Oversee all aspects and execute the design, development, scale-up and implementation of protein purification processes from a variety of feed streams. Plan and carry out integrated experimental projects to complete process development objectives. Prepare documents and reports to support pre-clinical, clinical and GMP manufacturing. Monitor, recommend and incorporate state-of-the-art and industry-leading technologies and practices. All activities are conducted at a high level of independence and accountability, with appropriate interaction with other departments.

Here is what we are looking for:


  • Ph.D. or M.Sc. with 3-5 years’ industry experience in protein purification, chemistry, protein chemistry and analysis
  • Hands-on experience in development and execution of protein purification/expression and analysis techniques
  • Techniques for reagent, solution and equipment preparation and handling to ensure low endotoxin and bioburden (aseptic technique) at laboratory, development and production scales
  • Good written and verbal communication skills
  • Work well independently and in a team environment
  • Able to keep meticulous laboratory and process records


  • DOE (Design of Experiments), process chromatography, diafiltration, filtration, scale-up and development of protein purification methods
  • AKTA LC systems, analytical HPLC, gel electrophoresis, spectrophotometry, protein handling and purification techniques
  • Preparation of draft and final SOPs, BPRs and other documents for control and recording of GMP processes

Here is what you will be responsible for (but not limited to):

  • Lead the transfer-in, development, scale-up and transfer-out of protein purification processes in coordination with other functional groups including cellular & molecular biology (CMB), upstream processing (USP), downstream processing (DSP), and other departments such as Production, Quality Control (QC), Quality Assurance (QA), Validation, and Technical Services, as required.
  • Develop, scale and execute protein purification processes, from 100 L scale under appropriate conditions (development to manufacturing scale, aseptic, non-GMP, GMP grades).
  • Supervise the DSP group on day-to-day project and non-project related activities.
  • Plan and conduct protein purification research and development experiments using established and new protocols.
  • Provide scientific and technical oversight on assigned projects.
  • Recommend and implement processes and procedures, and communicate appropriately with Clients and internal project teams.
  • Prepare project proposals, SOWs, work plans, protocols, records and reports, including general templates for use across multiple projects, and maintain project-related records and trackers.
  • Complete written reports of results, analyses, scientific interpretations and summaries of experimental work.
  • Present results, recommendations and future plans.
  • Draft and finalize laboratory methods and procedures, SOPs and BPRs, and execute documents at the appropriate level of compliance for non-GMP and GMP projects.
  • Analyze and characterize process intermediates and protein products using a range of bioanalytical techniques.
  • Evaluate new equipment and techniques, and provide recommendation for change and/or purchase.
  • Work on multiple projects both independently and as part of a team.
  • Regularly review and provide analyses on related competitive technology and products and potential impact on project.
  • Prepare documentation in support of CMC sections for INDs.

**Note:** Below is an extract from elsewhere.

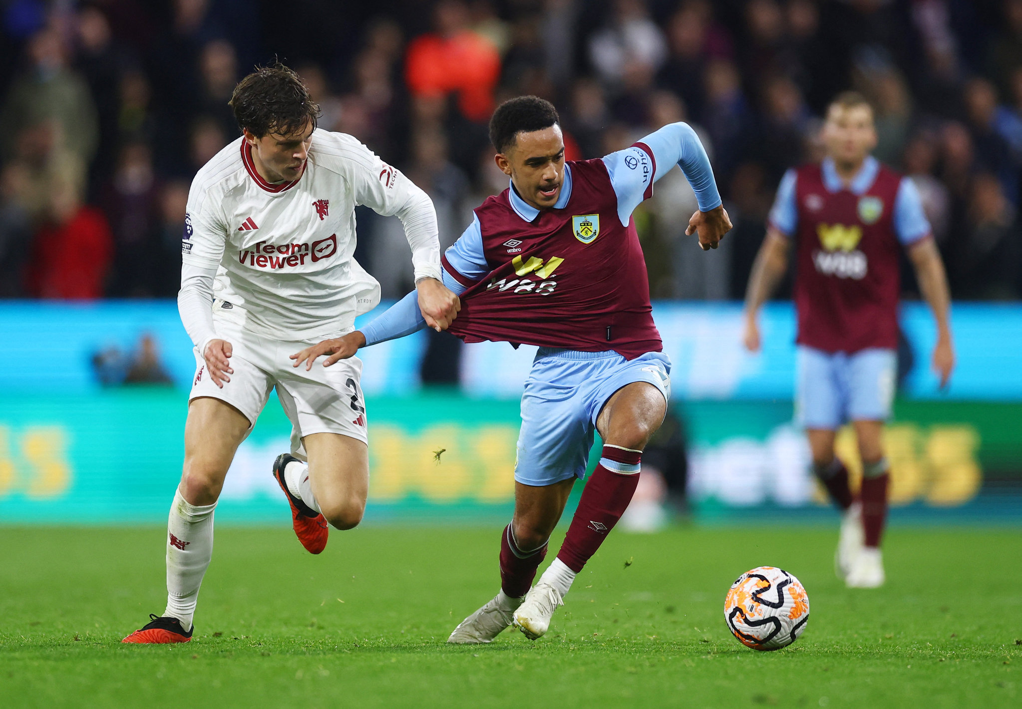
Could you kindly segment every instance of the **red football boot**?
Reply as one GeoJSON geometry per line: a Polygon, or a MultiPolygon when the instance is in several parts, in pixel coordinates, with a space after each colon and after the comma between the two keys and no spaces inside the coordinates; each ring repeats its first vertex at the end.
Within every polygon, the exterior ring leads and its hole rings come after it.
{"type": "Polygon", "coordinates": [[[150,613],[149,623],[143,625],[135,632],[125,637],[122,643],[142,643],[146,645],[167,645],[169,643],[189,643],[194,627],[185,632],[181,628],[181,621],[177,618],[160,618],[155,613],[150,613]]]}
{"type": "Polygon", "coordinates": [[[277,478],[277,484],[287,495],[287,503],[291,506],[291,527],[294,529],[298,541],[310,554],[319,554],[326,549],[326,540],[330,535],[330,528],[327,526],[323,515],[313,510],[304,502],[291,494],[284,481],[284,468],[291,461],[298,461],[294,456],[282,453],[277,456],[273,463],[273,476],[277,478]]]}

Interested candidates can send their resume and cover letter to Please reference Senior Scientist, DSP in the subject line. While we appreciate all interest in this opportunity, only qualified candidates will be contacted.

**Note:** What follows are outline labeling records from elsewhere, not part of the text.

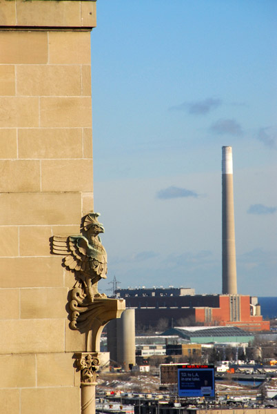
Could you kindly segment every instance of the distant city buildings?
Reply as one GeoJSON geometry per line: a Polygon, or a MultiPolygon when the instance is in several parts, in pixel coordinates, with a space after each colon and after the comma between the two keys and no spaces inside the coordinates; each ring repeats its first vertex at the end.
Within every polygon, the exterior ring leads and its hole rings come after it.
{"type": "Polygon", "coordinates": [[[249,331],[269,331],[256,297],[247,295],[194,295],[185,288],[117,289],[118,297],[134,308],[136,326],[165,331],[173,326],[232,325],[249,331]],[[187,293],[186,293],[187,292],[187,293]]]}

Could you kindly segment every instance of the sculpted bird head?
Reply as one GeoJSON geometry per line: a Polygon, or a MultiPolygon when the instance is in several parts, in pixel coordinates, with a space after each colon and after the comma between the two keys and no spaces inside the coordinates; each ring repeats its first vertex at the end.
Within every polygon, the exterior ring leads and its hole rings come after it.
{"type": "Polygon", "coordinates": [[[90,233],[90,235],[96,236],[99,233],[104,233],[105,228],[102,223],[99,223],[98,218],[100,213],[90,213],[83,220],[82,230],[90,233]]]}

Therapure Biopharma Inc. will not be responsible for any agency referral fees arising from the use of resumes that currently exist in the recruitment database or have been forwarded to Therapure Biopharma directly or indirectly without an authorized agreement. Agency referrals will not be accepted unless approved by the Therapure Biopharma Inc. Human Resources team.

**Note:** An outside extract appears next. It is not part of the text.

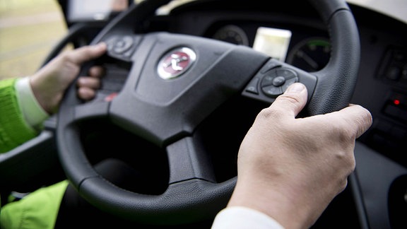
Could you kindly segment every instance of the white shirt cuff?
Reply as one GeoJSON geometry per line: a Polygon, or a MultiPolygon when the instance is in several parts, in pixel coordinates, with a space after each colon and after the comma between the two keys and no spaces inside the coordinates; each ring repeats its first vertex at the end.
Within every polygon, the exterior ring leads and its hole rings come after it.
{"type": "Polygon", "coordinates": [[[259,211],[243,207],[232,206],[220,211],[212,224],[211,229],[283,229],[275,219],[259,211]]]}
{"type": "Polygon", "coordinates": [[[16,82],[16,90],[20,108],[25,122],[34,129],[40,131],[42,122],[49,115],[38,103],[30,84],[30,78],[24,77],[16,82]]]}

NOTE:All employment is conditional upon the completing and obtaining a satisfactory background check, including pre-employment medical (where applicable), educational, employment, references and criminal records (for which a pardon has not been granted) checks.

Therapure is committed to providing accessible employment practices that are in compliance with the Accessibility for Ontarians with Disabilities Act (AODA). Requests for accommodation can be made at any stage of the recruitment process, applicants are asked to make their needs/requirements known. Please notify Human Resources at for assistance.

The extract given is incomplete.